輸入企業にも直接関係する物流法制
中国や香港から日本へ商品を輸入する企業は、国際輸送や通関だけでなく、日本国内の配送委託体制を改めて点検する必要がある。2026年4月1日、物流効率化法の特定荷主に対する規制的措置が施行されるとともに、貨物自動車運送事業法の改正によって違法な「白トラ」利用に対する荷主等への規制も強化されたためだ。
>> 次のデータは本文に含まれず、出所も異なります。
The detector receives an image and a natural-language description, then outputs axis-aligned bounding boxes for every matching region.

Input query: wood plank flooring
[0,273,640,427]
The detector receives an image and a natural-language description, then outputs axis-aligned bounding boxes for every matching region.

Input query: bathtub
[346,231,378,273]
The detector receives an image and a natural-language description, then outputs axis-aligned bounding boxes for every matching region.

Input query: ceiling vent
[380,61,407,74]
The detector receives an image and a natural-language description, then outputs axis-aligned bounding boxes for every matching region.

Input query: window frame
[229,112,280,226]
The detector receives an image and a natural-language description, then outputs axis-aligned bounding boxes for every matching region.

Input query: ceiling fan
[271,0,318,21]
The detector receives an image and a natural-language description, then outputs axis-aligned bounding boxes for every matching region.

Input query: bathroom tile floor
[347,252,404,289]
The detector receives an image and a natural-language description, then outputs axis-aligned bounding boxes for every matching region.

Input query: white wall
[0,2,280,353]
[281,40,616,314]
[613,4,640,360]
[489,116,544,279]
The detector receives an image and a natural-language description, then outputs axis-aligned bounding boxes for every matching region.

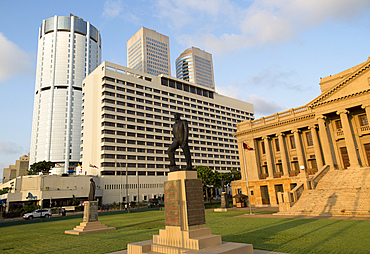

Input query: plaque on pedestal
[64,201,116,235]
[123,171,253,254]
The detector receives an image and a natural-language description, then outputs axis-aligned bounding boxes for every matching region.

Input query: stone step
[279,168,370,216]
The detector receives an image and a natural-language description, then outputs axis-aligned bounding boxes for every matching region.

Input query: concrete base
[64,221,116,235]
[213,207,236,213]
[122,171,253,254]
[120,240,254,254]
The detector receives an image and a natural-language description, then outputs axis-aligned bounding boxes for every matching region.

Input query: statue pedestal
[122,171,253,254]
[64,201,116,235]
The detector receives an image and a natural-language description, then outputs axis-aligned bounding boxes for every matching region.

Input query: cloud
[248,94,285,118]
[0,140,24,154]
[156,0,238,29]
[158,0,370,54]
[246,66,305,92]
[102,0,123,18]
[0,33,33,83]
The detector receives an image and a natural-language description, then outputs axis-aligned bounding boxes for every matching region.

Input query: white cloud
[0,33,33,83]
[163,0,370,54]
[248,94,285,118]
[0,140,24,156]
[102,0,123,18]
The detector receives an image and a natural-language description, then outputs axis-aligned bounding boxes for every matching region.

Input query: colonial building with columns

国土交通省によると、許可・届出を受けず白ナンバーの車両で有償貨物運送を行う違法な白トラ事業者に荷主等が運送を委託した場合、2026年4月から荷主側も新たに処罰の対象となる。違法な白トラ事業者を利用している疑いがある荷主は、トラック・物流Gメンによる是正指導等の対象にもなり得る。
「フォワーダーに任せた」だけでは足りない
輸入企業では、国際フォワーダーや通関会社に日本国内配送まで一括で依頼することが多い。しかし実際に荷物を運ぶトラック会社が誰なのかを確認せず、委託構造が多重化すれば、荷主から実運送事業者が見えにくくなる。改正法では貨物利用運送事業者にも荷主との相互の書面交付義務や委託先への書面交付義務が課され、元請の場合は実運送体制管理簿の作成義務も及ぶ。
さらに、貨物自動車運送事業者・貨物利用運送事業者には、真荷主から受けた貨物を他事業者へ委託する場合、委託段階を2次までに制限する努力義務が設けられた。輸入者も見積書上の業者名だけでなく、実際の配送体制を把握することが望ましい。
物流効率化法では荷待ち・荷役も管理対象
経済産業省によると、一定規模以上の「特定荷主」には2026年4月から中長期計画の作成、定期報告、物流統括管理者(CLO)の選任が求められる。報告では荷待ち時間と荷役等時間を分けて計測し、施設ごとの平均時間を把握する。輸入貨物の場合、港や保税倉庫を出た後の納品先で長時間の待機を発生させれば、物流効率を悪化させる。
中国からコンテナ輸入する企業では、船の到着日だけを追うのではなく、輸入許可、デバンニング、検品、パレット化、トラック予約、納品先の予約枠まで事前に組み合わせたい。配送車両が到着してから荷物を準備する運用を続ければ、待機料金だけでなく運送会社からの取引条件にも影響する。
- 委託する運送事業者の許可・事業形態を確認する
- 運賃、附帯作業、待機料などを書面で整理する
- 実運送会社が誰かを把握する
- 輸入通関前から倉庫・納品先の予約を行う
- 荷待ち時間を発生させている自社工程を定期的に測定する
国際物流の最終区間である日本国内配送は、今や「運送会社に任せればよい工程」ではない。中国工場の出荷予定から日本国内の最終納品までを一つの物流計画として管理し、適法な委託体制と効率的な荷役を両立できるかが輸入企業の実務課題となっている。